Trying to Get My Groove Back




You ever hear of the Book-in-a-Month challenge? I successfully completed one such challenge a few years back (My Brandi Whyne series). Recently, life has gotten in the way of me taking up another one. I need to get back into the habit of writing fiction regularly. I don’t have a month free at this point, but I do have a week. One whole week. I thought in March I’d do a “Book-in-a-Week” challenge during my spring break.

Am I insane? Well, of course I am! But everyone needs a goal, a swift kick to the pants to get them moving again. This certainly will motivate me to write, because to draft a whole novel (50,000 words approx.) in one week I will have to average twenty pages or more a day. That’s about twice as many pages as I’ve ever written in my life. Talk about a lofty goal!

The book I want to write in March is tentatively titled Leaving Who. It's the sequel to my fantasy-adventure-romantic-comedy Loving Who, which is now available in print at Amazon as well as in e-formats from Mojocastle Press.

Habits are hard to break, and I’m out of the habit of writing everyday. Sure, I write emails and work on other paying writing projects, but I’m exhausted by the end of the day from my day job. I fall into my desk chair after I come home from work and turn into an email junkie most nights. It’s not a pretty sight. I seem to be related to or befriended by every email joke junkie from here to Alpha Centauri. I can’t resist junk email, either. I sit brain dead for hours forwarding funnies and Maxine cartoons and chain prayers to friends and family members—who in return send them back to me—and soon I’m drowning in them. Help!

Long ago in the early days of the Internet, I purposefully didn’t check my email until after I’d written my “pages” for the day. I was more disciplined. I made myself write the scene, or as much as I could of a scene, before I dialed up and opened the email box that day. And I only had the one email address, too, and not the multitude I have nowadays.

I can’t easily get rid of the email addresses (they do come in handy at times), and I can’t tell my friends and relatives not to send me email jokes, funnies, prayers, links, and spoofs without hurting their feelings. But there is one thing I can do: I can make a promise to myself for one week to write those pages before I crack open the email box.

It’s going to be tough. I know it. I’ll have to get up early in the morning and not open the “box”… but the email will still be there, calling to me, enticing me away from my task. But I will persevere and make that valiant attempt to finish a novel manuscript. Wish me luck!


PS Check out my latest blog about St.
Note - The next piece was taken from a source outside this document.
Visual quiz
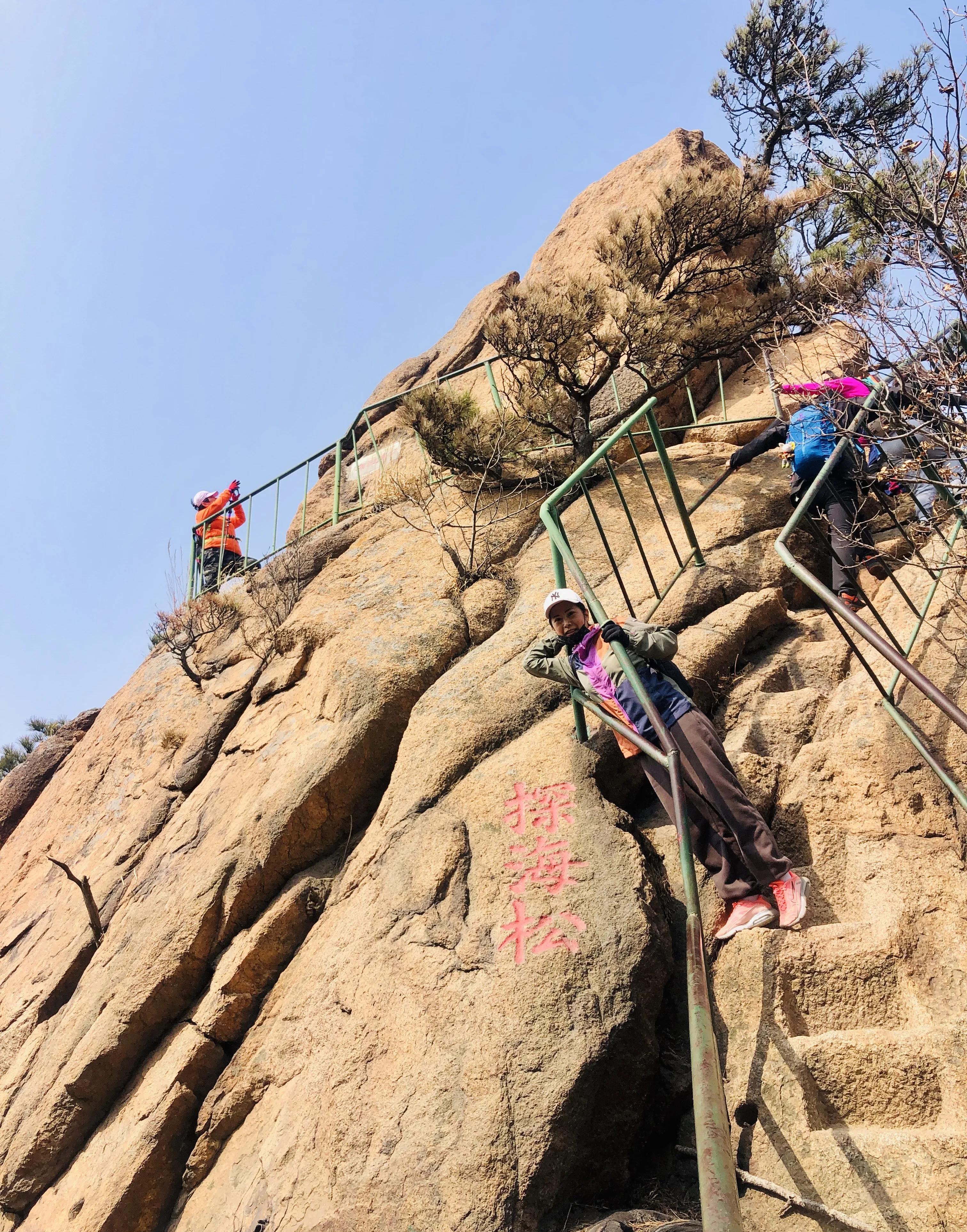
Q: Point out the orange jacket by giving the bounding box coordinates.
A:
[195,488,245,556]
Louis at the Examiner.com Feel free to leave a comment there--or here for that matter! I enjoy hearing back from readers.

2 comments:

Anonymous said...

LOL C!

I'M STILL WORKING ON MINE! LOL

SIGN ME UP TO WIN

LINDA B

Mima said...

hey Celine!

I did a book in a month for NaNoMo one year. I think the trick is to write tons and daily, so yeah, it's a def shock, but don't get hung up on the amount. make it about the story. mine turned out to be fairly short, but i really worked on it, editing blah blah. i think if you have the pressure to do 20 pages a day, it can get overwhelming, but if you say you're going to write one good scene a day, and that scene may or may not be 5-50 pages, you know?

anyway, you're not crazy. good luck.